Pianist Isata Kanneh-Mason (photograph by Robin Clewley, courtesy of the San Francisco Symphony)
Last night in Davies Symphony Hall the San Francisco Symphony Great Performers Series presented the San Francisco debut of the Kanneh-Mason duo of cellist Sheku and his sister Isata at the piano. Readers may recall that, at the beginning of last month, Isata made her solo debut under the auspices of San Francisco Performances. The program was so ingeniously conceived that the description by Benjamin Pesetsky. in the program book is worth quoting:
The four cello sonatas on today’s program are all interconnected. Frank Bridge was Benjamin Britten’s teacher, Britten and Dmitri Shostakovich were friends across the Iron Curtain, and Shostakovich taught Karen Khachaturian. They are also linked by the great cellist Mstislav Rostropovich (1927–2007), who recorded the Bridge and Shostakovich sonatas with Britten on piano, and to whom the Britten and Khachaturian sonatas are dedicated. [The Britten sonata was also recorded with Britten on piano.] Altogether, these pieces represent a sort of English-Russian extended family spanning the First World War through the 1960s—music that carried forward the expressive intensity and melodic sensibility of Romanticism, but sharply cut, angularly shaped, and harmonically unleashed.
Regardless of any metaphor of “extended family,” it should be noted that the English and Russian selections were separated by the intermission.
Another key observation is that, while the Britten and Shostakovich sonatas are probably familiar to those that make it a point to attend cello recitals, the Bridge and Khachaturian offerings are more likely to be encountered on recording than in recital programs. Each of these proved to be a highly engaging journey of discovery. In my own listening history, I first came to know Bridge through his art songs; and my awareness of the sonata was due entirely to the Decca recording made by Rostropovich and Britten.
Bridge’s sonata was composed during World War I, beginning that “span” cited in the program book. There is considerable darkness in the overall rhetoric, as well as nostalgia for the rich expressiveness found in late nineteenth-century music.
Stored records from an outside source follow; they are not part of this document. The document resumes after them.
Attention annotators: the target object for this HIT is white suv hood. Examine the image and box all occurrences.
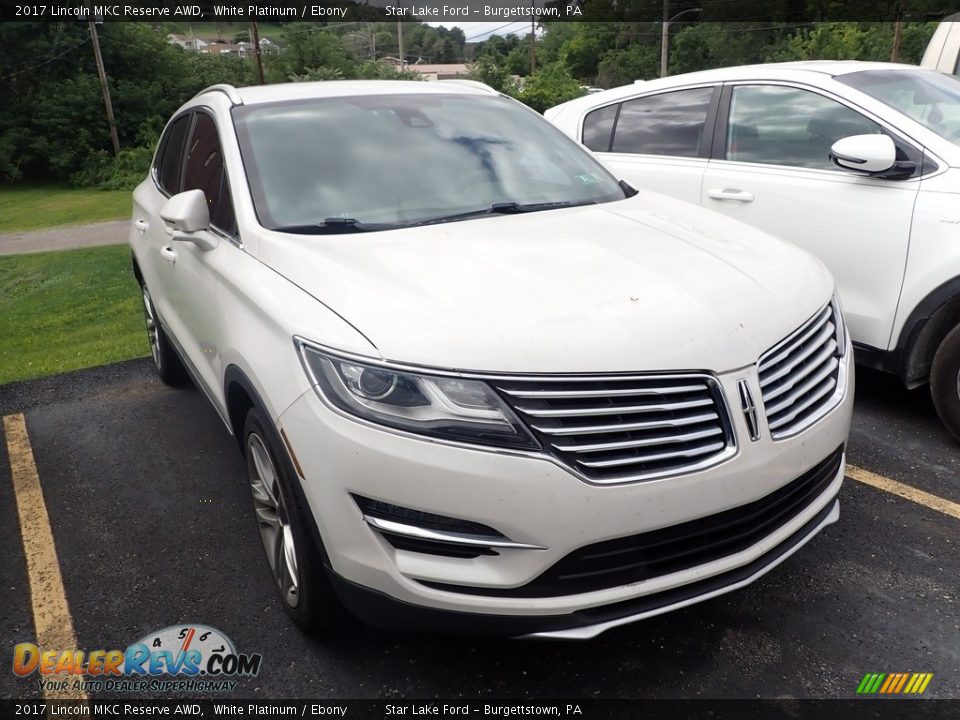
[258,193,833,373]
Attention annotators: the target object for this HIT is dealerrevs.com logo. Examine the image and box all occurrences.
[13,625,263,692]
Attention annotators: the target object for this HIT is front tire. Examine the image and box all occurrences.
[140,285,187,385]
[243,408,342,633]
[930,325,960,440]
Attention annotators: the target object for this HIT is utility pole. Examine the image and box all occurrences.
[530,0,537,75]
[88,13,120,155]
[890,0,903,62]
[660,0,700,77]
[397,18,403,72]
[660,0,670,77]
[250,20,267,85]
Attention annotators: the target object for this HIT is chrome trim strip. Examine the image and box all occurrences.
[363,514,547,550]
[550,427,723,452]
[530,413,717,436]
[521,499,840,640]
[191,83,243,105]
[764,360,839,419]
[759,303,831,372]
[512,396,715,420]
[760,338,839,400]
[577,442,726,468]
[768,343,850,440]
[497,385,704,400]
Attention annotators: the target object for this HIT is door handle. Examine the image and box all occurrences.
[707,188,753,202]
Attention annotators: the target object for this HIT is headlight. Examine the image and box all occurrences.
[297,340,540,449]
[830,293,847,357]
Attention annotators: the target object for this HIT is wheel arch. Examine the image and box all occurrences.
[223,365,272,452]
[130,250,143,287]
[223,365,333,570]
[897,276,960,388]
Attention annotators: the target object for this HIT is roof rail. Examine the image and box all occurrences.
[194,83,243,105]
[439,78,500,95]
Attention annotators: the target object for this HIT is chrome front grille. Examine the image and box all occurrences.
[492,374,734,483]
[757,304,840,439]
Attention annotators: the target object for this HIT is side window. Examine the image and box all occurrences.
[613,88,713,157]
[583,104,620,152]
[183,112,237,235]
[156,113,190,195]
[725,85,883,171]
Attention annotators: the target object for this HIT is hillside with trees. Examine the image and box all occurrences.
[0,17,936,188]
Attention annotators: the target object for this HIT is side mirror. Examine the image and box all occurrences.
[830,135,897,175]
[160,190,217,250]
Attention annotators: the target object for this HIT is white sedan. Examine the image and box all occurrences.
[546,61,960,438]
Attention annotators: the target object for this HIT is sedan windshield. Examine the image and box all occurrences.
[234,93,626,233]
[836,70,960,145]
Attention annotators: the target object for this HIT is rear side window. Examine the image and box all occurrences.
[157,115,190,195]
[183,112,237,235]
[583,105,620,152]
[613,88,713,157]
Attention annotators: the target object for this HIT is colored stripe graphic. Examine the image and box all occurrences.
[857,673,933,695]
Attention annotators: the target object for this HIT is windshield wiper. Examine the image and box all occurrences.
[270,217,403,235]
[403,200,596,227]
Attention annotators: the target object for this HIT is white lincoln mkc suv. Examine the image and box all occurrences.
[130,81,853,638]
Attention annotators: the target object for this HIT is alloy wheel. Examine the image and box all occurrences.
[143,287,160,368]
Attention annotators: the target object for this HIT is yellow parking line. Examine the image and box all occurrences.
[847,465,960,520]
[3,413,87,700]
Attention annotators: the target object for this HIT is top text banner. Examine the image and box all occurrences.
[0,0,928,22]
[0,0,584,23]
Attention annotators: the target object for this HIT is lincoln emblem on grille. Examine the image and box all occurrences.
[737,380,760,441]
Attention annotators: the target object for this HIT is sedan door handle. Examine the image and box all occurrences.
[707,188,753,202]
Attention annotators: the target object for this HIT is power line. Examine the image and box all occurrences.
[0,38,87,80]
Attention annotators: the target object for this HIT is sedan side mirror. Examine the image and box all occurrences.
[830,135,897,175]
[160,190,217,250]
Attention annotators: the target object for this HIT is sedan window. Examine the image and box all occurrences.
[583,105,620,152]
[725,85,882,170]
[613,88,713,157]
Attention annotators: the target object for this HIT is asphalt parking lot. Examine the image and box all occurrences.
[0,360,960,699]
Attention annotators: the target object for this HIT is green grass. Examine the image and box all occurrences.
[0,246,150,385]
[0,185,133,233]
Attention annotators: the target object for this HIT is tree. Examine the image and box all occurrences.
[512,62,586,113]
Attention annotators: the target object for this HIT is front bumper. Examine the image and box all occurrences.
[279,353,853,638]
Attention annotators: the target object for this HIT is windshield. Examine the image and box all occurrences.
[234,94,626,233]
[836,70,960,145]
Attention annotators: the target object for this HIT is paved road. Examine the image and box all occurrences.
[0,220,130,255]
[0,361,960,700]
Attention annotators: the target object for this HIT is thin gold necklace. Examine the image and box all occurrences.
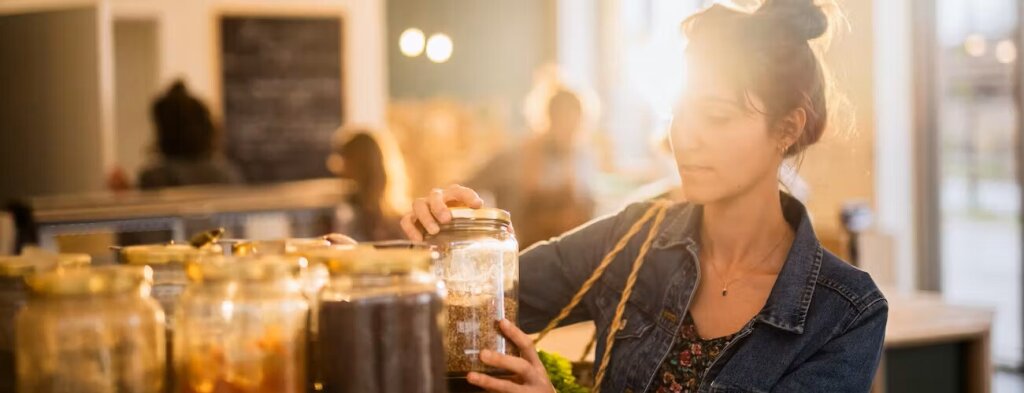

While Pesetsky described it as a two-movement composition, the second of those movements provides a smooth transition from Adagio ma non troppo to a Molto allegro agitato finale. In other words Bridge followed the usual three-movement plan with a seamless transition from the second movement to the third. Certainly the phrasing of last night’s performance provided a clear and satisfying account of this three-movement plan.
I first came to know the Khachaturian sonata through the EMI box set of Rostropovich recordings. I must confess that “first contact” did not make much of an impression. However, this is an engaging account of traditional forms each given its own contemporary twist. I was particularly drawn to the concluding Toccata, whose Allegro con fuoco drives an intense tarantella with all the intensity of a dancer afflicted by a Lycosa tarantula spider bite.
I have been fortunate to have encountered the Britten and Shostakovich sonatas in recital settings, meaning that I did not have to depend solely on recordings, even those featuring Rostropovich and Britten. I was particularly taken with the abundance of wit that Sheku brought to the Britten sonata. One could easily take the opening Dialogo movement as an argument between brother and sister (leaving it to the listener to decide who got the better of the argument). His pizzicato work in the second movement was positively jaw-dropping, as was the dynamo driving the concluding Moto perpetuo movement.
The Shostakovich sonata was composed in 1934, not long before the hammer of Soviet authority came crashing down on him for the “decadent” qualities of his opera Lady Macbeth of Mtsensk. There is a playful rhetoric in the sonata that is shared equally by the cello and piano parts. Fortunately, Rostropovich was able to record this sonata with Shostakovich at the piano in the Fifties when conditions were at least somewhat more favorable following the death of Joseph Stalin. My guess is that the Kanneh-Masons were familiar with that recording, but they were still able to provide their own rhetorical perspective on the music.
The encore selection was the spiritual “Deep River,” probably in the arrangement by Stephen DeCesare. This clearly did not fit into the “English-Russian extended family.” Nevertheless, it provided a welcoming calm after the intensity of Shostakovich’s sonata, concluding an imaginatively conceived program with abundant opportunities for journeys of discovery.